Lo scrittore e sceneggiatore siriano Khaled Khalifa, autore di
numerosi romanzi che lo hanno reso uno dei più rinomati autori
contemporanei del suo Paese, è morto d'infarto a Damasco il 30 settembre
a 59 anni.
Noto
critico delle autorità , protagonista del movimento pacifista di
opposizione al regime di Assad, il romanziere nato ad Aleppo è rimasto
nel suo Paese nonostante la repressione e la guerra scoppiata nel 2011.
È conosciuto soprattutto per il suo terzo romanzo, Elogio
dell'odio nominato nel 2008 per il Premio internazionale di narrativa
araba e nel 2013 per l'Independent Foreign Fiction Prize, e tradotto in
diverse lingue. Nel 2013 ha vinto il prestigioso Premio Naguib Mahfouz
assegnato dall'Università americana del Cairo. Era anche rappresentante
dell'Unhcr nei Paesi del Golfo.
Khalifa è stato ricordato da
artisti, intellettuali e giornalisti sui social network, oltre che da
attivisti politici in Siria e all'estero. Farouk Mardam Bey, editore
francese di tre suoi romanzi con Actes Sud, ha scritto: "La forte
emozione che ha travolto i social network non appena è stata annunciata
questa terribile notizia è la misura non solo del suo grande talento di
scrittore, ma anche della profonda simpatia che suscitava la sua calda
personalità , traboccante di amore per la vita". Il suo ultimo romanzo,
pubblicato nel 2021 in Italia da Bompiani, 'Nessuno ha pregato per
loro', ambientato ad Aleppo a inizio '900 è una storia drammatica e
toccante di perdita, dolore e amore.
Ha intrapreso un "viaggio
doloroso" per raccontare con la scrittura la sua Aleppo nella realtà di
oggi, ferita nel corpo e nell'anima dalla guerra: "Tutti i miei libri
parlano di Aleppo, ma la racconto sempre come era nel passato perché per
me è una via di salvezza.
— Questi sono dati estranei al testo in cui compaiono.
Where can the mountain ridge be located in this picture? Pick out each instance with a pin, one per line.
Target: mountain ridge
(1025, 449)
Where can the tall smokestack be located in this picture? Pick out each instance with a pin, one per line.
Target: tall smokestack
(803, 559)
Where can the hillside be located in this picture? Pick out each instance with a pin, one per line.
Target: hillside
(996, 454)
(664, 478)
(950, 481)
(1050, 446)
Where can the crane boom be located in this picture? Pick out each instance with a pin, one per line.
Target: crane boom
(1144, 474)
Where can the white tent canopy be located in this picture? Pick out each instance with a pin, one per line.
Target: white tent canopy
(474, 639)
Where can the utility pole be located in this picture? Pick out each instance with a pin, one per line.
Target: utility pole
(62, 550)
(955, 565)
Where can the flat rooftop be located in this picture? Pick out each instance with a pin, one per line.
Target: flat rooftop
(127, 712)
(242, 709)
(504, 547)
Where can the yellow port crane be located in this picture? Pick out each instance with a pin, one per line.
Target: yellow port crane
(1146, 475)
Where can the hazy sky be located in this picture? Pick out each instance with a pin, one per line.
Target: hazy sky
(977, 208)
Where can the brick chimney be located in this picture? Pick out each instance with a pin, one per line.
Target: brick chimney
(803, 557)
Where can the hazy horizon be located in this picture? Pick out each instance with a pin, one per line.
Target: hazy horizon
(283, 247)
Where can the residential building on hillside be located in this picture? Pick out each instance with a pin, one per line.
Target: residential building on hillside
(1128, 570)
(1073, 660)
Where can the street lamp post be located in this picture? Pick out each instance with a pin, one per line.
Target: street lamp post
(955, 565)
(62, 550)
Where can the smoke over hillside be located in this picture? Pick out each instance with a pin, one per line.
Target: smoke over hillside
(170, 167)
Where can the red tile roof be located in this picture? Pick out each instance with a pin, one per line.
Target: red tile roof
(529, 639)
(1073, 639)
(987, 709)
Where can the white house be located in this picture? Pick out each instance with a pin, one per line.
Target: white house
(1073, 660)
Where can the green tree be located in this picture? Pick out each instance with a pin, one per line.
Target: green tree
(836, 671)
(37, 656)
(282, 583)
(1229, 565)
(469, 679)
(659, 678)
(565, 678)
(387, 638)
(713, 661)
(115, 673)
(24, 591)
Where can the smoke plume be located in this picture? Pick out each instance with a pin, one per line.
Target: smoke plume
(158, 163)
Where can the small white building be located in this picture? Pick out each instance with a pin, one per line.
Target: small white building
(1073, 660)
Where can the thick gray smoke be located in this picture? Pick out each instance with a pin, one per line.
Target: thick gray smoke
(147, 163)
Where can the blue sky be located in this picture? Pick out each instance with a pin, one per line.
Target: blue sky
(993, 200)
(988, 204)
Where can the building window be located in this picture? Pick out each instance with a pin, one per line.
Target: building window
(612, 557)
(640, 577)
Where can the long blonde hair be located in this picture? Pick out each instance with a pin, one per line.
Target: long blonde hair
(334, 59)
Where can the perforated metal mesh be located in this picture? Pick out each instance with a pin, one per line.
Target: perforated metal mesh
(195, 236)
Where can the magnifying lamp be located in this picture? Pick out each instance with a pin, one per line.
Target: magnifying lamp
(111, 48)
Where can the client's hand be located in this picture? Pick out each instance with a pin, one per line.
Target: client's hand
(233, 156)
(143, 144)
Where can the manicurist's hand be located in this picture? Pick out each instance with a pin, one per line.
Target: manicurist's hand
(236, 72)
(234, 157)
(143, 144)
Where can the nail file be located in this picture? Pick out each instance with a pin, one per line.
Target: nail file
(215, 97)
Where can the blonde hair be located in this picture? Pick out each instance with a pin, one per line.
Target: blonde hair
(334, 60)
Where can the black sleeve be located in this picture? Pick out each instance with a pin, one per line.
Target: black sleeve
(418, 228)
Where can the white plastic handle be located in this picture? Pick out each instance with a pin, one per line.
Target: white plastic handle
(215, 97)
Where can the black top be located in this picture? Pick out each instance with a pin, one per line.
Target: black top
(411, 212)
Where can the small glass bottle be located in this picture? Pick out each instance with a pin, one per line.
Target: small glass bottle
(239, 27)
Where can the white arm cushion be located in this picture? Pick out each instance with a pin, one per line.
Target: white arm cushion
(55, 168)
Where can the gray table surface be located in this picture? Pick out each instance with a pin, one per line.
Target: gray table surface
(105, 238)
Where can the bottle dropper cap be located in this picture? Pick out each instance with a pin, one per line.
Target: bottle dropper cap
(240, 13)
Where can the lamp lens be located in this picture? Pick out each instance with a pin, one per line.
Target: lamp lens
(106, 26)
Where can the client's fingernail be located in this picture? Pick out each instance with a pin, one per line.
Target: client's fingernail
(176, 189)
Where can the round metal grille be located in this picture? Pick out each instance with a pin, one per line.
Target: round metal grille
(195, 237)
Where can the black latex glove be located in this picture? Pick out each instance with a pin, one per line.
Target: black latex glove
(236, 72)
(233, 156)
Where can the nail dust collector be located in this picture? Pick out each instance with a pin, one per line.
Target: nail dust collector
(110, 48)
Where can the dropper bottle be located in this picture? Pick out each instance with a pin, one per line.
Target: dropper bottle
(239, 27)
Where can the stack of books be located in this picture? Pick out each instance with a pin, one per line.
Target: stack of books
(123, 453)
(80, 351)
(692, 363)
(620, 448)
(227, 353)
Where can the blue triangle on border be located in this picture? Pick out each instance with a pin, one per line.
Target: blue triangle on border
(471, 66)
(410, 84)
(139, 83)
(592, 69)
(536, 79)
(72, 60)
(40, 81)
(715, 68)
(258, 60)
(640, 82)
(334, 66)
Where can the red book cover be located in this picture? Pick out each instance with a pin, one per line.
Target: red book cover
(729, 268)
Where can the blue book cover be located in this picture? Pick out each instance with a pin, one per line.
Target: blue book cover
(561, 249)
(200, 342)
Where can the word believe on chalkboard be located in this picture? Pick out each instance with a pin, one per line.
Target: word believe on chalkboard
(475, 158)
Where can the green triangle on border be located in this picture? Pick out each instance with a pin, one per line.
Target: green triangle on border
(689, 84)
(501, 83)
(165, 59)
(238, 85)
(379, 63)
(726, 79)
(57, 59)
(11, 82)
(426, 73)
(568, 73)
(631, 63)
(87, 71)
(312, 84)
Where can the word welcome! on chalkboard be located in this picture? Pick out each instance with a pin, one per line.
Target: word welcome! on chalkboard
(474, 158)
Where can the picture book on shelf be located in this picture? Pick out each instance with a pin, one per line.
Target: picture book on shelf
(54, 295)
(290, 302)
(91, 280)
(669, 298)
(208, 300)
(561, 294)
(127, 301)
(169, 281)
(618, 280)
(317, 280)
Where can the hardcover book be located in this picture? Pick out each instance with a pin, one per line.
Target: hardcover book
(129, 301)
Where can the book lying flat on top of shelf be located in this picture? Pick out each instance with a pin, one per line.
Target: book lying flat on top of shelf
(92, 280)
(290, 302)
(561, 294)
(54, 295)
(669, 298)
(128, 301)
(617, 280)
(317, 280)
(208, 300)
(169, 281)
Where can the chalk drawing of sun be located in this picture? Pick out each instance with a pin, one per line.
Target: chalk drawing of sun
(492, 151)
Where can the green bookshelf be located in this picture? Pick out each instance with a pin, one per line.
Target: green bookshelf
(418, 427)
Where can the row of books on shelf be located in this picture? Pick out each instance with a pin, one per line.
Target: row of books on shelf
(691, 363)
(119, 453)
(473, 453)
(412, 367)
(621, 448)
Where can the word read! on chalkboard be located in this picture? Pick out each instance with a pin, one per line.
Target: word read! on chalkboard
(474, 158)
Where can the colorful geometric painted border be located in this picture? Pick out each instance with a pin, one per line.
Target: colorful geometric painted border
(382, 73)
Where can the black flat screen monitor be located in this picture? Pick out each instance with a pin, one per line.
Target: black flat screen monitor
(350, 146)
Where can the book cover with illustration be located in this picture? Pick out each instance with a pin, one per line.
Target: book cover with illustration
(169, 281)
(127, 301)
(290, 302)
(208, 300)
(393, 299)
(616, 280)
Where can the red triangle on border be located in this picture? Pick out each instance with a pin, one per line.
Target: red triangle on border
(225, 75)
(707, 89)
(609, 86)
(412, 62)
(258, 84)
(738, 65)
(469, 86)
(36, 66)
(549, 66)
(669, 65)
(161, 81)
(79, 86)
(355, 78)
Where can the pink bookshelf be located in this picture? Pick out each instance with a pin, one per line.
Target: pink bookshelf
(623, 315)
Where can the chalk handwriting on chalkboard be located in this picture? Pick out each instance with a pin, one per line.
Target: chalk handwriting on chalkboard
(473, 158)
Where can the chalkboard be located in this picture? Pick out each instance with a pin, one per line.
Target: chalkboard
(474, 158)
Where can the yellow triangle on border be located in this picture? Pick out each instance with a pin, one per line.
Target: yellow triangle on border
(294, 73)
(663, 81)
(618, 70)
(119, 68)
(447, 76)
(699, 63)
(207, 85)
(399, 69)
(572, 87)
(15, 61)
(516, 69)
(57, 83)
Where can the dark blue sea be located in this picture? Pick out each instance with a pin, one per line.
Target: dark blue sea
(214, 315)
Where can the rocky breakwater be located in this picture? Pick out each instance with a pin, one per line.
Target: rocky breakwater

Sono anni che mi rifiuto di vederla - aveva
detto ospite a Roma di Letterature nel 2018 - e per farlo mi sono
immerso nuovamente nella realtà ".
Nato in un villaggio vicino ad
Aleppo, quinto di tredici figli, Khalifa si approccia al tema
dell'arbitrarietà della lingua e dell'uso che di essa si fa raccontando
"il diritto e il rovescio" della sua città con uno sguardo attento
sull'oggi.
"Gli scrittori si adagiano sul passato e lo
raccontano perché in fondo siamo tutti dei codardi: è così difficile
immaginare il futuro e l'evoluzione del mondo, e poi il presente di oggi
è una delle pagine più nere della nostra storia", aveva detto l' autore
di Elogio dell'odio (2011) e Non ci sono coltelli nelle cucine di
questa città (2018), Morire è un mestiere difficile (2021), Nessuno ha
pregato per loro, tutti editi in Italia da Bompiani, "basta pensare alle
Primavere Arabe: oggi dopo anni c'è grande depressione. Nessuno di noi
poteva immaginare che la controrivoluzione avrebbe avuto armi così forti
da eliminare i sogni di 400 milioni di arabi". Aleppo ferita era il suo
dolore costante. "Da anni ormai sta arrivando uno tsunami di immagini
della città da internet e dai social network: pur di non vedere mi sono
trasformato in un uomo cieco", disse, "ma ho promesso alla mia famiglia
che ci tornerò, e allora ogni giorno per prepararmi guardo una sola
immagine di Aleppo e penso che siamo ancora in grado di ricostruire".